We have two big energetic dogs, one who's more naughty than the other, and we also seem to be saying "bad dog" a lot.  it actually does upset my 1 yr old daughter who's very sensitive to our harsh voices and fully understands the word "no."  She's never sure whether we're talking to her or not and we don't want her to be scared, and frankly I hate yelling at the dog all the time, it's not effective.  So we've just changed our lives around again to suit everybody.  The dogs have to lie down in another room while the baby is eating, and when she's done they get a treat.  They are often locked outside or int he garage with a bone if lots of company with small children are coming over, and we try and get them lots of exercise.

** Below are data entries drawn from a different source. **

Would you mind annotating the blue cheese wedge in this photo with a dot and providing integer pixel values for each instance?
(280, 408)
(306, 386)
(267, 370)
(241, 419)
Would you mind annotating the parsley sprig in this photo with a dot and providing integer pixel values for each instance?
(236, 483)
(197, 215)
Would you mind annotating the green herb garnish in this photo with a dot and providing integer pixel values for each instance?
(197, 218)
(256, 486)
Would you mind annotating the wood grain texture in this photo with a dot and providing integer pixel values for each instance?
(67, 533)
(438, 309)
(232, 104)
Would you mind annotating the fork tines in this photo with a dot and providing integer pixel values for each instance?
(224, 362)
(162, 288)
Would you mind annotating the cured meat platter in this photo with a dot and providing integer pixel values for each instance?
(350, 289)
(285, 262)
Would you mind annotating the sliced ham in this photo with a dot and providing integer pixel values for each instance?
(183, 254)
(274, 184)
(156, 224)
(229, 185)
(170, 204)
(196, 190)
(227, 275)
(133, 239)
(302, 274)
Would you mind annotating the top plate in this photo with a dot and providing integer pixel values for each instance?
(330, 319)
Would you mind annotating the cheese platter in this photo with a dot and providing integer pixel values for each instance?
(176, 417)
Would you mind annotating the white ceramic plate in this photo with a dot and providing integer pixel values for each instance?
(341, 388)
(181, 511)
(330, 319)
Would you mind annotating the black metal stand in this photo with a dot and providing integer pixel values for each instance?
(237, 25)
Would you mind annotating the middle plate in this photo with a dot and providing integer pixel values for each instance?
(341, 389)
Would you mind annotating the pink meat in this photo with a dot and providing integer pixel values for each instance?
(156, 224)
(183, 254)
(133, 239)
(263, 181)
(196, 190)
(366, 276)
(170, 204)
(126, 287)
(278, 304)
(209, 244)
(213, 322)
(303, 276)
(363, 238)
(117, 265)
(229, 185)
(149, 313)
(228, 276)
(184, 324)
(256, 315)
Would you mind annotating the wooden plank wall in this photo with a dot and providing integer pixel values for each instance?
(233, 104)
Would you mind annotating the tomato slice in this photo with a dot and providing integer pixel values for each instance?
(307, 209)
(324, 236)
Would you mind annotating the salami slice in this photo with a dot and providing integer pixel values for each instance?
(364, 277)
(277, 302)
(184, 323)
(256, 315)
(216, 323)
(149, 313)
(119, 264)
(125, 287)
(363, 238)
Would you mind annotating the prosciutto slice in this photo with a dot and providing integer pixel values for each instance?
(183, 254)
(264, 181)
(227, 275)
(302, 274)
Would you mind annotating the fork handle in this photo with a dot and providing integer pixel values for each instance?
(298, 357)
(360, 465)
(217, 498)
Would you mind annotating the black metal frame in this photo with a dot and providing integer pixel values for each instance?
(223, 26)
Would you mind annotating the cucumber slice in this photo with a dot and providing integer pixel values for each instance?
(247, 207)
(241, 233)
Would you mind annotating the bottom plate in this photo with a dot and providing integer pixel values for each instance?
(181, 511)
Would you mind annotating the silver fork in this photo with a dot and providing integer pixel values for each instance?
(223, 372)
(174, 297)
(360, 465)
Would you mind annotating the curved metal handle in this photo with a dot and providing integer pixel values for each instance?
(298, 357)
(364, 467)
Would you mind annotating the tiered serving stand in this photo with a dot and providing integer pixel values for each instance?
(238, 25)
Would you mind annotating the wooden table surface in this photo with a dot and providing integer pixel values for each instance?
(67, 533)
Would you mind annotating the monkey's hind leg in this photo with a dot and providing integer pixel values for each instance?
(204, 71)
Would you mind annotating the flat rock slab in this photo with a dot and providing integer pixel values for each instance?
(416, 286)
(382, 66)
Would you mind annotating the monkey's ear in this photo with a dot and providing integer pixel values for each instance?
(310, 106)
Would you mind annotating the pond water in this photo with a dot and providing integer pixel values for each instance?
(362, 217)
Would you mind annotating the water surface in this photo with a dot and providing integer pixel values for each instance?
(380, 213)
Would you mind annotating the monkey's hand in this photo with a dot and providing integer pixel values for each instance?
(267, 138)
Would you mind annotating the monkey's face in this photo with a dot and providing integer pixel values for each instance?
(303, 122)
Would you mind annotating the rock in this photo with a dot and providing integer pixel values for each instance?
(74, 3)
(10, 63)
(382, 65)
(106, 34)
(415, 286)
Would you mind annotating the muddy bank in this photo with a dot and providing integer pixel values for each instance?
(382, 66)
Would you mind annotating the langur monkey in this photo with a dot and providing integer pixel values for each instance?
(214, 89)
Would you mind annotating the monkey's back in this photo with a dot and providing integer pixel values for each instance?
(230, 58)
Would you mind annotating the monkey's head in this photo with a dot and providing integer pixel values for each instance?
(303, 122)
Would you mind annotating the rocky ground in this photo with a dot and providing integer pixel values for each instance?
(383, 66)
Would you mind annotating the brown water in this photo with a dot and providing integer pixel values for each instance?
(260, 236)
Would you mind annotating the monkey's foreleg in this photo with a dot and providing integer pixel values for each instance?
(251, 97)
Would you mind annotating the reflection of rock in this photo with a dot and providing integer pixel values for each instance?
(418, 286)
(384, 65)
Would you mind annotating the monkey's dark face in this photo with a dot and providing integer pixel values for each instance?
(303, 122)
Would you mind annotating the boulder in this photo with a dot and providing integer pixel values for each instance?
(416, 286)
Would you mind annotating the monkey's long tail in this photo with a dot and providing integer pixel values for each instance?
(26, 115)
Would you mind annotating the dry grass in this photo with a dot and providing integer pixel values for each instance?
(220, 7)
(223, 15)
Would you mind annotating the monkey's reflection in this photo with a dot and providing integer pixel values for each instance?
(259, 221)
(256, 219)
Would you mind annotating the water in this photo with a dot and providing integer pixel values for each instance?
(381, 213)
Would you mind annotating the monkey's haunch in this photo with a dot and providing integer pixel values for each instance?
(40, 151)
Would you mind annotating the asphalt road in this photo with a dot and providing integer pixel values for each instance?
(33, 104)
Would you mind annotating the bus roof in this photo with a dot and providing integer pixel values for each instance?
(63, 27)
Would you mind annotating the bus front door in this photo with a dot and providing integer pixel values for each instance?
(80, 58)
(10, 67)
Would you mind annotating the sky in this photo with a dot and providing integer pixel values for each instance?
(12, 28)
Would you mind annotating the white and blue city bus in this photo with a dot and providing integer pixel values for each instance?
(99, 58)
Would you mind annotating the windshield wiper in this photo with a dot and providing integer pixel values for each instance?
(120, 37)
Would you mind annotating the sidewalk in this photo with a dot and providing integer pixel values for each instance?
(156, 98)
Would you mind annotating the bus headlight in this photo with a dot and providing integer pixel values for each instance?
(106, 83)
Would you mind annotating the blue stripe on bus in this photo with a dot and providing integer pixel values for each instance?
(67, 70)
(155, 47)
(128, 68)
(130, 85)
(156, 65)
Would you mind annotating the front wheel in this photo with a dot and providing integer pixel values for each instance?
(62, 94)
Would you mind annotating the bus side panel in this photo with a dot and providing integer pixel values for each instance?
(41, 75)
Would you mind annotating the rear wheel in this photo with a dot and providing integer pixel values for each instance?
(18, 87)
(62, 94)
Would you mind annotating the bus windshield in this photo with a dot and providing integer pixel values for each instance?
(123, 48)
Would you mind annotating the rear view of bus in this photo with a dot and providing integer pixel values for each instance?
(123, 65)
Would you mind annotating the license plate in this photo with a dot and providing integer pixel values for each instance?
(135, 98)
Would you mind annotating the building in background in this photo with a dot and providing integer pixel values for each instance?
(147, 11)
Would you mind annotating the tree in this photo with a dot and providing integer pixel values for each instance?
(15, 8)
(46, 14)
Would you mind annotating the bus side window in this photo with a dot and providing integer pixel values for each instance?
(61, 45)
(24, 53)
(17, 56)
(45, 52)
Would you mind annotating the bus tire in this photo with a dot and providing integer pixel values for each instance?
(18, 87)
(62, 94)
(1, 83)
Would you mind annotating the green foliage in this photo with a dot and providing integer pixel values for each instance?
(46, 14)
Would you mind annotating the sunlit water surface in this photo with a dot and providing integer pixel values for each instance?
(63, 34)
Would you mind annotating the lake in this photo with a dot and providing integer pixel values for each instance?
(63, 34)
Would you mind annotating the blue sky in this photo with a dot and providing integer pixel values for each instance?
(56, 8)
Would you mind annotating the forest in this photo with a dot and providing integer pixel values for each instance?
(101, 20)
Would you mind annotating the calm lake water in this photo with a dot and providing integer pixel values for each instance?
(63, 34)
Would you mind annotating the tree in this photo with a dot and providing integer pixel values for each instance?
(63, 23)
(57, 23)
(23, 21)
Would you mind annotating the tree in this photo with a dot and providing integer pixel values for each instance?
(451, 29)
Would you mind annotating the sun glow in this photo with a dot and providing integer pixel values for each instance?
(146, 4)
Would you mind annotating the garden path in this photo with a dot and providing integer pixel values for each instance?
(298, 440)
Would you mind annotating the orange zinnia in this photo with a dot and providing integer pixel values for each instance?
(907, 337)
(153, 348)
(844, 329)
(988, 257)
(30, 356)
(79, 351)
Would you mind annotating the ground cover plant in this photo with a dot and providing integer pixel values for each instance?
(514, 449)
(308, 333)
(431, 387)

This seems to be working well.  Good Luck!

post #13 of 13

I have 5 dogs, 2 cats, a 13 month old son and a 30 month old nephew (who is over a lot) and I've realized that even though I'm anti-harsh punishment for the dogs, I bop the puppy (oh boy hes a feisty one) on the nose A LOT and now the boys are doing it too! :S oops. I also yell at the dogs a lot. My nephew yells "SIMON CHILL OUT!" all the time and even my son yells "no no no!" at the dogs. So I've been working on doing more positive training too Which is how I do all our structured training. The new puppy really tests me though. He's a little mix with lots of tenacity and energy and hes got short little legs (probably corgi or dauschound) so he jumps really bad. He's the one that's always testing my nerves! 

 

Teaching the dogs what to do outside of the situations that gets them in trouble really really helps. Teaching them "off" "sit" "stay" and "quiet" when its easy to behave goes a long way in helping them when things get crazy!